Ein MVZ gründen: 9 starke Argumente, die für die MVZ-Gründung sprechen

Praxisschild mit der Aufschrift "MVZ"

Medizinische Versorgungszentren werden in den Reihen der Ärzteschaft heiß diskutiert: Einerseits gelten Sie als mögliches Zukunftsmodell, welches die ambulante Versorgung gerade in ländlichen Regionen sichern kann; auf der anderen Seite befürchtet man eine zunehmende Kommerzialisierung des deutschen Gesundheitssektors durch MVZ-Großinvestoren.

Die Diskussionen indes ignorieren nahezu alle die immensen Vorteile, die eine MVZ-Gründung für den Praxisinhaber haben kann. Im folgenden Beitrag erfahren Sie daher, wie niedergelassene Ärzte mit einem MVZ wirtschaftlich profitieren können. Weiterhin zeigen wir Ihnen, wie das MVZ die Suche nach einem geeigneten Praxisnachfolger wesentlich erleichtern kann. Nicht zuletzt werden Sie sehen, dass die MVZ-Gründung mit einem Partner wie Monetaris überraschend einfach ist.

Die Nachteile von Einzelpraxis, Gemeinschaftspraxis und Praxisgemeinschaft

Klassischerweise betreiben Mediziner ihre Arztpraxis in der Rechtsform des Einzelunternehmens. Sie sind als Freiberufler alleine verantwortlich für den Praxisbetrieb und die Angestellten. Dieses Modell wird seit jeher von einer Generation zur nächsten weitergegeben. Wollen sich mehrere Mediziner zusammen organisieren, gründen Sie Gemeinschaftspraxen – meist in Form einer GbR mit einem gemeinsamen Patientenstamm und einer zusammengelegten Verwaltung – oder Praxisgemeinschaften.
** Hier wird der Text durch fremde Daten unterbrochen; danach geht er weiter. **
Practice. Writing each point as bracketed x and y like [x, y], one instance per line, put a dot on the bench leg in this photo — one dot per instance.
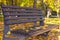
[6, 29]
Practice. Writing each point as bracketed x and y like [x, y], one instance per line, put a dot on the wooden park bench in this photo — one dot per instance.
[18, 15]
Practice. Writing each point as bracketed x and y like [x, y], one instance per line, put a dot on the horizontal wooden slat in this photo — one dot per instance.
[17, 7]
[23, 11]
[19, 21]
[22, 17]
[16, 13]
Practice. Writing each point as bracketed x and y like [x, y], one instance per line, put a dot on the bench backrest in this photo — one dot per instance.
[17, 15]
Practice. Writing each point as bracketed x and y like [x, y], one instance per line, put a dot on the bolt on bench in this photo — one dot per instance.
[18, 15]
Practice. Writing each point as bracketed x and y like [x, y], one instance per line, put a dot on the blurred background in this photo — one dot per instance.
[51, 12]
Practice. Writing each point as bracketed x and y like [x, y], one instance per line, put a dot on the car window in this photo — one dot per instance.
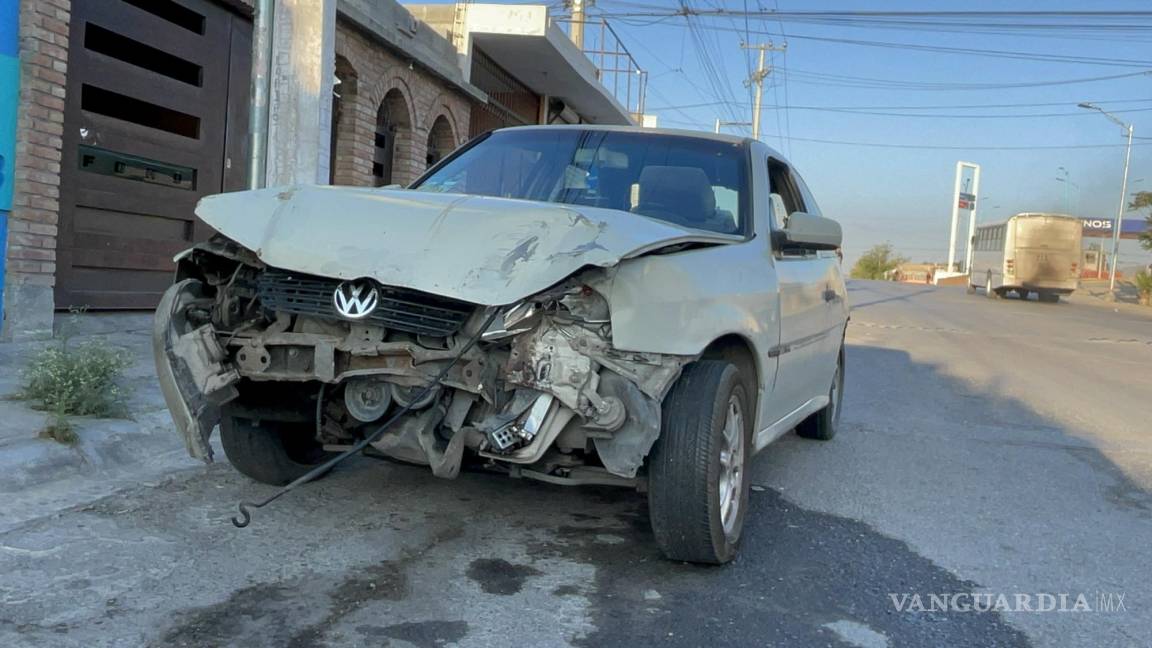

Letztere sind dabei eher als eine Art Bürogemeinschaft zu sehen, welche Verwaltungsaufwand und -Kosten reduzieren soll.

Jede Einzelpraxis stemmt einen zunehmenden Verwaltungs- und Bürokratieaufwand, welcher hohe Kosten verursacht. Gemeinschaftspraxen und Bürogemeinschaften können diese Fixkosten zwar verteilen; doch bleiben auch hier die Praxisübergabe unflexibel und der Praxisverkauf für den Nachfolger auf einen Schlag sehr kostenintensiv. Hinzu kommt das Risiko der gemeinsamen Haftung, falls die Gemeinschaftspraxis als GbR firmiert. So ist es kein Wunder, dass immer mehr junge Ärzte die Anstellung der Niederlassung vorziehen. Vor allem Einzelpraxen leiden unter dem wirtschaftlichen und personellen Druck der zunehmenden Konzentration im ambulanten Sektor. Als Folge nimmt insbesondere die Menge an Einzelpraxen stetig ab.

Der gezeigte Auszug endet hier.